If i do this simply code:

  w=torch.tensor([1.0],requires_grad=True)
  w=w.cuda()
  #some compute 
  l.backward()
  #w.grad will still be NoneType

Then the tensor w will not be the leaf node in autograd’s graph (the w will be copybackward).
The parameters in net are all initialized as “requires_grad=True”.
So if i do net.cuda(), is this equal to do param=param.cuda()? Could meet the same problem above?
Looking forward for apply!

albanD · July 7, 2020, 2:08pm

Hi,

When you do net.cuda(), you should do it before you give the parameters to the optimizer.
And the conversion to cuda is actually not done in a differentiable manner, so the Parameters remains leaf (but now on a different device).

zplovekq · July 8, 2020, 3:15am

Thanks for your reply!~
I understand by this:
if I do tensor.cuda(), it will return a copy in GPU and this operation is differentiable( copybackward).
But if i do net.cuda() , the return value is self. So this operation is not differentiable( not copy but just move?)
If i understand right ? There is difference between tensor.cuda() and net.cuda() ?

albanD · July 8, 2020, 3:07pm

Yes the two are very different.

tensor.cuda() is out of place: tensor itself is not modified.
The operation on Tensor (like all ops on Tensors) is differentiable.

net.cuda() is inplace!
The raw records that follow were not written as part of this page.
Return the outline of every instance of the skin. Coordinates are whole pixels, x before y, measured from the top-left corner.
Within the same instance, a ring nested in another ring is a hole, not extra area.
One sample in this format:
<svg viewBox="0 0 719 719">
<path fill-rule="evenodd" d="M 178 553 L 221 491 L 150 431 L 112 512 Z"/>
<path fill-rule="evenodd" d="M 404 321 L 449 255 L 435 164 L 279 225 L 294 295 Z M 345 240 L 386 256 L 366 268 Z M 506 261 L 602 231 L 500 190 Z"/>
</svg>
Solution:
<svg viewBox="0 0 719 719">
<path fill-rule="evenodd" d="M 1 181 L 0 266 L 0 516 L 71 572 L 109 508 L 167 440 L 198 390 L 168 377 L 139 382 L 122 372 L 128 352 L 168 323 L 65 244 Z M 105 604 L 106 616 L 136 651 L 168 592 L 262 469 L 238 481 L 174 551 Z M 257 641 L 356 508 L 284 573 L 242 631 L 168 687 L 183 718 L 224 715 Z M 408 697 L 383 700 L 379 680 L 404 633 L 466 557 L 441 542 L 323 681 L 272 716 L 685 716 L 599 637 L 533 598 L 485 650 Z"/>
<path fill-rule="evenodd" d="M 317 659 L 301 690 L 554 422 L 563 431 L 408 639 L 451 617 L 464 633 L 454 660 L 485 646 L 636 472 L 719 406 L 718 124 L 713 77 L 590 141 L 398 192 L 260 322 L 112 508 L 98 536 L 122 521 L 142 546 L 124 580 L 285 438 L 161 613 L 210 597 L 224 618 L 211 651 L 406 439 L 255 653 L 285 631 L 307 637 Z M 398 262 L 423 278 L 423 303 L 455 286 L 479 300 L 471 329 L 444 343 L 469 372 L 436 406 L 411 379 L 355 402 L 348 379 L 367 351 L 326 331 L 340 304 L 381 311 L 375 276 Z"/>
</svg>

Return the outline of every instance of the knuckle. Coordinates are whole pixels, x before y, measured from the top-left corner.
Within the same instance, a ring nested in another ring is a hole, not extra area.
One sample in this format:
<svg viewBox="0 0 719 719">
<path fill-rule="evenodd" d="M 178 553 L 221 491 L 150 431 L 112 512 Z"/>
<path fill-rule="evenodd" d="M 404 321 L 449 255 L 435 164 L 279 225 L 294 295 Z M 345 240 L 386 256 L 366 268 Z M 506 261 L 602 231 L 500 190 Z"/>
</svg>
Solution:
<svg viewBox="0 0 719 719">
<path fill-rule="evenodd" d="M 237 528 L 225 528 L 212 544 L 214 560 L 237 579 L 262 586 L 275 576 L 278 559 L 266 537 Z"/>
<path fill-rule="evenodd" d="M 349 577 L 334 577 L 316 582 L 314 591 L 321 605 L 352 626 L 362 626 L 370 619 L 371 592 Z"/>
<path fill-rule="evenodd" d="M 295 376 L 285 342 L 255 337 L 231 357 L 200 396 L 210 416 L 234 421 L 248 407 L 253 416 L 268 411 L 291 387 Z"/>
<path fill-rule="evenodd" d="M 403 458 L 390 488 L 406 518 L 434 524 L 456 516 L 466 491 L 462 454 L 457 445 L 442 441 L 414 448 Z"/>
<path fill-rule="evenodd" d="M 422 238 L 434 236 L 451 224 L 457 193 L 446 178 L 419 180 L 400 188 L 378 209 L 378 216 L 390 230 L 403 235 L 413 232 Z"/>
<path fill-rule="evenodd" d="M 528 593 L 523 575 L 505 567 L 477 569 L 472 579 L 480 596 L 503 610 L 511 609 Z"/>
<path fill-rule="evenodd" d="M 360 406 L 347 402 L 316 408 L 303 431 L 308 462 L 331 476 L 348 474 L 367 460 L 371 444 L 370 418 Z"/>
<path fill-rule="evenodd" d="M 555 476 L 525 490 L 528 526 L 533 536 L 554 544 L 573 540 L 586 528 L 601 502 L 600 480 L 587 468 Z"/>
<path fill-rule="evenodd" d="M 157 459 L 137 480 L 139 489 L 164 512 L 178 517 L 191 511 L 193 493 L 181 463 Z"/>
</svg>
It changes the nn.Module and the returned value is the same as net.
The operation is not differentiable, you can see it as doing:

# In pseudo code (this won't work with nested nn.Module
with torch.no_grad():
    for name, param in net.named_parameters():
        net.name = param.cuda()

zplovekq · July 9, 2020, 2:51am

Thanks~ I do some experiment:
For tensor, the code like this:

b=torch.tensor([1.0,2.0],requires_grad=True)

with torch.no_grad():
   b=b.cuda() #b.requires_grad will be false
   b.requires_grad=True

y=(b*b).sum()
y.backward()
b.grad #this will work

And for net, i can do this:

for name, param in net.named_parameters():
        with torch.no_grad(): #I find dropout this line not effect the result,why....
            exec(f'net.{name}=torch.nn.Parameter(net.{name}.cuda())') #this will work

The above code will work as expected. And for net, what is the effect for with torch.no_grad()? Because i find without this line it still works as expected.
Thanks a lot!

albanD · July 9, 2020, 3:08pm

It has no effect because a nn.Parameter() is always a leaf (so that its .grad field will be populated when doing .backward()). And so wrapping inside the Parameter breaks the differentiability. This is why the no_grad() has no effect.